Click here for figures showing results of the Predictive Habitat Model


As part of its mission, Save Bristol Harbor seeks to gain a better understanding of the Bristol Harbor habitat including its chemical and physical characteristics. The Predictive Habitat Model (PHM) provides a means to this end. The primary objective of the model is to predict the impact and movement of contamination after it enters the waterway; it may also predict the impact on water circulation from the addition of a significant barrier or structure constructed within the harbor. The model will account for tidal and wind effects.

This is the first project focused on generating a comprehensive, multidimensional habitat model of Bristol Harbor including the Silver Creek, Tanyard Brook and Mill Gut waterways. It helps inform us how the harbor functions and can be used to make informed, objective and environmentally-informed growth and redevelopment decisions about the Bristol Harbor watershed by, among others, the Town of Bristol and the Harbor Commission.

Why Now?

As the Bristol population grows and its landscapes change, the Town continues to make decisions that affect the health of the Harbor and surrounding waters without full knowledge of the total impact of these decisions on the Harbor habitat. These decisions about future use of the local waters for private and commercial enterprises, coupled with demands from the boating industry and other environmental pressures, continue to place stress on Bristol Harbor and its wildlife. Development decisions that impact Bristol Harbor must be made using the best tools and objective data available. The PHM is a well regarded, proven tool for this purpose.

Community Benefits

Use of the PHM will result in more informed, science-based decisions regarding the impact of development on the health of the Harbor. The model will permit Bristol decision makers to consider the results of simulating circulation, transport and mixing processes for a range of relevant weather and climate conditions. It will also provide insight into the impact of adding a significant physical structure to the Harbor, such as new moorings or docks. The finished model can be used to test how specific contaminants introduced into Bristol Harbor from freshwater and non-point source runoff and from the waste water treatment facility move and mix within the system across a wide spectrum of environmental effects. The PHM has received favorable reviews from the RI Department of Environmental Management, the Coastal Resources Management Council, the Bristol Harbor Commission and has been incorporated into the Bristol Harbor Management Plan. More than 22,000 residents of Bristol and hundreds of boaters and visitors will be direct beneficiaries of a healthy, well-managed Bristol Harbor, vibrant Silver Creek and flourishing local watershed.

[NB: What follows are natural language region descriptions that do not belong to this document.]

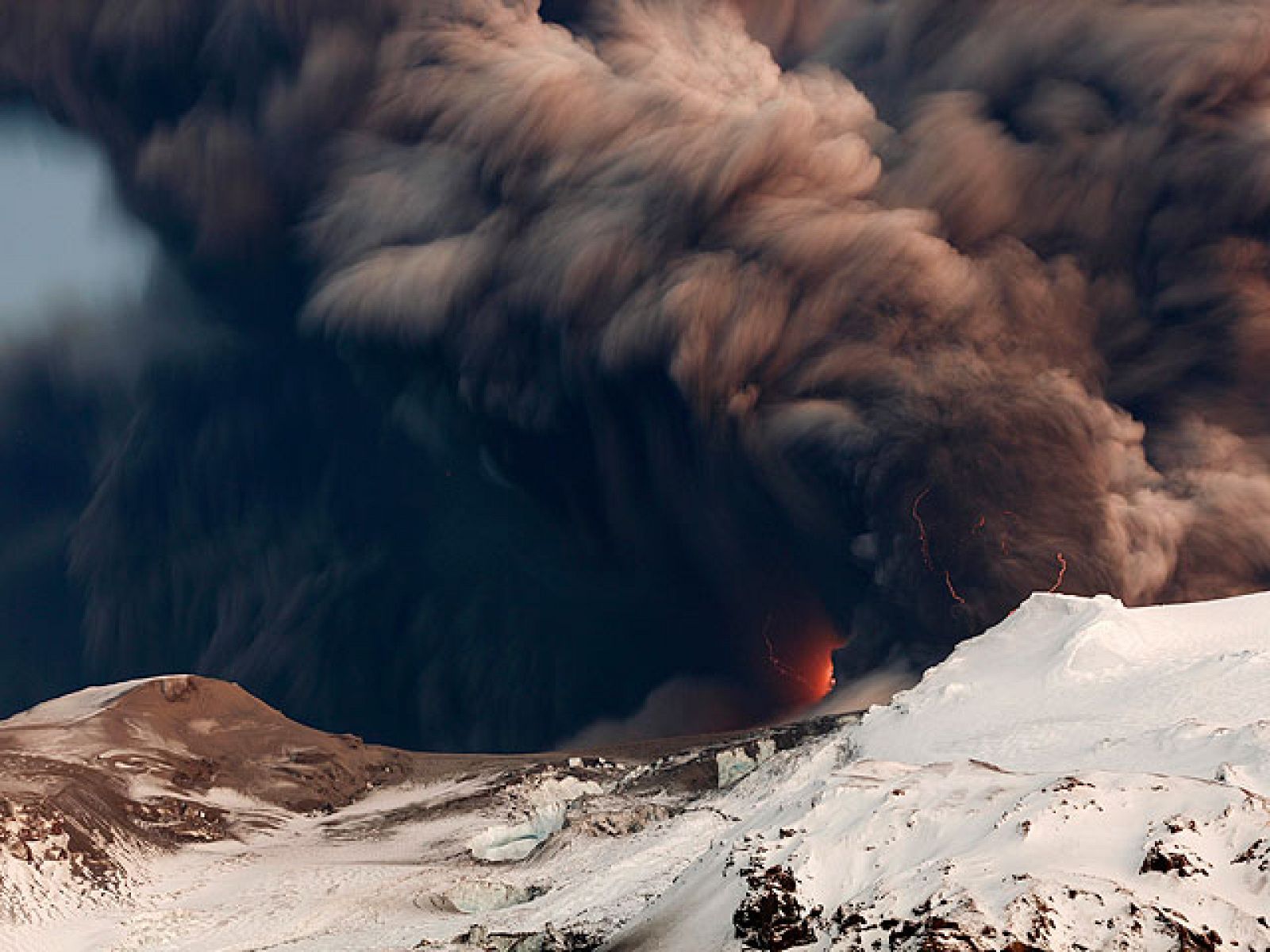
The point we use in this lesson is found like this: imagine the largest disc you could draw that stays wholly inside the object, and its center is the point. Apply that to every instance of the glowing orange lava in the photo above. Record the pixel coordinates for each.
(1062, 574)
(921, 528)
(806, 659)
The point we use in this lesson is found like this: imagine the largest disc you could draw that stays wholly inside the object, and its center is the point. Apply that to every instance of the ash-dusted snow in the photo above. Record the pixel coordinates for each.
(1083, 776)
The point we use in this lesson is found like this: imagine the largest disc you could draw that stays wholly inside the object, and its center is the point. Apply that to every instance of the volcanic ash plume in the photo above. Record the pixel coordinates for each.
(741, 362)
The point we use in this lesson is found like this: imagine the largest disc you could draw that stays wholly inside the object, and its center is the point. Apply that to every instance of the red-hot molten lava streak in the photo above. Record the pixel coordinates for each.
(1062, 574)
(804, 660)
(975, 530)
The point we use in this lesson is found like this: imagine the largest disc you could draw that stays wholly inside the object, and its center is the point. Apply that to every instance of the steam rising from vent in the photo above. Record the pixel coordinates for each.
(564, 361)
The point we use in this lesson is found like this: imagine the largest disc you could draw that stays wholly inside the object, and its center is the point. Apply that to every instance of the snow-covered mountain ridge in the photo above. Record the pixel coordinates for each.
(1081, 777)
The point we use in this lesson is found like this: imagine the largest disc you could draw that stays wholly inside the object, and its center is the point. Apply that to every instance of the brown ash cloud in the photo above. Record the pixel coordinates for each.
(565, 355)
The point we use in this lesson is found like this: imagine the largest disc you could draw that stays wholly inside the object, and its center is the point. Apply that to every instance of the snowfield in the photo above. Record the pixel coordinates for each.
(1081, 777)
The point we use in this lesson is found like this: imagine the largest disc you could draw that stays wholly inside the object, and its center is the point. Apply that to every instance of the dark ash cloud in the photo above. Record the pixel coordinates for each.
(565, 359)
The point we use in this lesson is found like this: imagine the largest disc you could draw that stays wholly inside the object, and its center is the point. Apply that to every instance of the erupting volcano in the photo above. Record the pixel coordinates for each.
(514, 368)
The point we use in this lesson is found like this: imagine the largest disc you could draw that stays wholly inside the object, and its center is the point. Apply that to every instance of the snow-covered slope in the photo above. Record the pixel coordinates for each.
(1081, 777)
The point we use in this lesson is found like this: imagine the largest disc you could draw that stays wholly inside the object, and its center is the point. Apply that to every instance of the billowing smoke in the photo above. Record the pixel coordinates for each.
(556, 359)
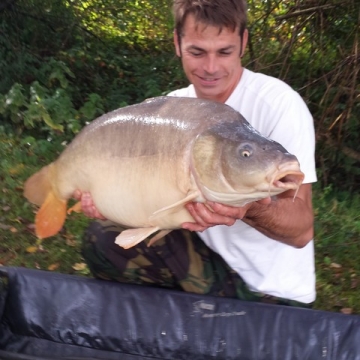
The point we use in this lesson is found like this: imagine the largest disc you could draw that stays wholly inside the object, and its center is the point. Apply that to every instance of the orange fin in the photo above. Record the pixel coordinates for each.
(76, 208)
(50, 217)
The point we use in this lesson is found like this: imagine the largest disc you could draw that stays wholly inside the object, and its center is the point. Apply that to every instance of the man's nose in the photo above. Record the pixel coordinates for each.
(210, 64)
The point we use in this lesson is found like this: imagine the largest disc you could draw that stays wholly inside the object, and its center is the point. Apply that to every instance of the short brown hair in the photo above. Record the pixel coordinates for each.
(221, 13)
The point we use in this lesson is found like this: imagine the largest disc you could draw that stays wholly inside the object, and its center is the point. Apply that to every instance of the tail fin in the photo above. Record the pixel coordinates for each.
(52, 213)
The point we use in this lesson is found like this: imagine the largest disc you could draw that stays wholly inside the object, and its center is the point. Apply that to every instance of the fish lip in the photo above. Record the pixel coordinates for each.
(288, 176)
(289, 180)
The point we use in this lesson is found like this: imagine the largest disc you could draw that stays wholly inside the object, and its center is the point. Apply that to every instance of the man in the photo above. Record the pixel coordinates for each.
(262, 251)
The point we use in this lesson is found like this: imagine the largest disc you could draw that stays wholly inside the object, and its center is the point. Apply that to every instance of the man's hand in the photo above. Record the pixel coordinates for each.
(87, 205)
(211, 213)
(287, 218)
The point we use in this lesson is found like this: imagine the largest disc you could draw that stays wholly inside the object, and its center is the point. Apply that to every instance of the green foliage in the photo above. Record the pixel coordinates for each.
(337, 233)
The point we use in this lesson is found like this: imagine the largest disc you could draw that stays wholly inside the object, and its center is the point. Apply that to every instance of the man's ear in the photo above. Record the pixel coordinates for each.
(177, 44)
(244, 41)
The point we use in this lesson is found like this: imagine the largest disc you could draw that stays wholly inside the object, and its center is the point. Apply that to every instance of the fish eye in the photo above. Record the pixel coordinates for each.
(245, 150)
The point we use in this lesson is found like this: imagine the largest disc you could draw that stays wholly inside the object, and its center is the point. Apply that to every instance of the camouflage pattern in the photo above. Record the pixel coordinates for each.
(180, 260)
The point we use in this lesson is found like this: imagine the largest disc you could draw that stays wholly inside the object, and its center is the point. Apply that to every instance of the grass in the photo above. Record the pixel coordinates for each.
(337, 227)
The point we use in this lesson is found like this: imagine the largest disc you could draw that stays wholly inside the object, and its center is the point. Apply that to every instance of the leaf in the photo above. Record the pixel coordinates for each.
(346, 311)
(53, 267)
(335, 266)
(79, 266)
(31, 249)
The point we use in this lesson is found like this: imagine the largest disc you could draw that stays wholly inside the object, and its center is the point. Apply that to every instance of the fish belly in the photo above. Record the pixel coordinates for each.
(129, 191)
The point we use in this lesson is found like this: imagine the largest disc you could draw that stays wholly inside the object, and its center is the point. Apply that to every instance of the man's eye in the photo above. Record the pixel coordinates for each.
(196, 53)
(225, 53)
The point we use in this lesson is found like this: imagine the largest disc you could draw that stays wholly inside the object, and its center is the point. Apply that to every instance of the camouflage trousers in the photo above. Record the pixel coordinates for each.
(180, 260)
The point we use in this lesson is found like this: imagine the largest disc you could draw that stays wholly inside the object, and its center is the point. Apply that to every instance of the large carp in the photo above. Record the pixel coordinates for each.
(143, 163)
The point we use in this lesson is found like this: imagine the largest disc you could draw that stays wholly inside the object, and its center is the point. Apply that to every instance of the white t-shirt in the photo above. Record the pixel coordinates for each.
(268, 266)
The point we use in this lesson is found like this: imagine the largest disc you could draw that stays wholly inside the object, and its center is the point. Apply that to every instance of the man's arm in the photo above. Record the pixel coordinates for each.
(287, 218)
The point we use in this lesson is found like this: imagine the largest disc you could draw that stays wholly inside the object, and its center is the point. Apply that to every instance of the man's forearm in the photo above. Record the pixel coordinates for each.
(286, 219)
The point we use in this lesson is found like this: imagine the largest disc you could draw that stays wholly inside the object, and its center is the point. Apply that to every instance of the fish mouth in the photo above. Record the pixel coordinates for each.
(288, 177)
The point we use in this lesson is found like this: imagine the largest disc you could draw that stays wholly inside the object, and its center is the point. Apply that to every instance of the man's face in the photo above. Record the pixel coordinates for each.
(211, 60)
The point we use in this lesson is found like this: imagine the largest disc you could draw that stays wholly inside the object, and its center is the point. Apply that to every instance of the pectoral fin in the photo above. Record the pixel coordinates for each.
(173, 207)
(158, 236)
(76, 208)
(130, 237)
(50, 217)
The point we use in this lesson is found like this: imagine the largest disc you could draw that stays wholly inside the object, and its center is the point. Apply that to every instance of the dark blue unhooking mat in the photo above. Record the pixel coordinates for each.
(45, 315)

Partnerships for Model Development

Save Bristol Harbor and its Board of Directors have created a strong partnership with the University of Rhode Island Graduate School of Oceanography, especially with Dr. Chris Kincaid, in developing the PHM. Dr. Kincaid draws upon his extensive experience applying modeling techniques in several areas of Narragansett Bay. The model used is based on a publically available, 3-dimensional hydrodynamic-transport computer model called the Regional Ocean Modeling System (ROMS) that has been used widely by the scientific community in numerous open-ocean and coastal ocean settings. It was developed and is maintained at Rutgers University and is also available at the Coastal Hydrodynamics Lab at URI Graduate School of Oceanography. A Narragansett Bay version of the ROMS model has been developed by Dr. Kincaid and his colleagues that benefits from more than 15 years of local data. The area-defining matrix or “grid” for this tailored model extends from Rhode Island Sound in the south to the Seekonk River in the north. Recent Narragansett Bay ROMS results for the Providence River and Greenwich Bay have successfully demonstrated the value of the tool. It is being refined to better represent small-scale circulation features in order to predict conditions specific to Bristol Harbor and its waterways.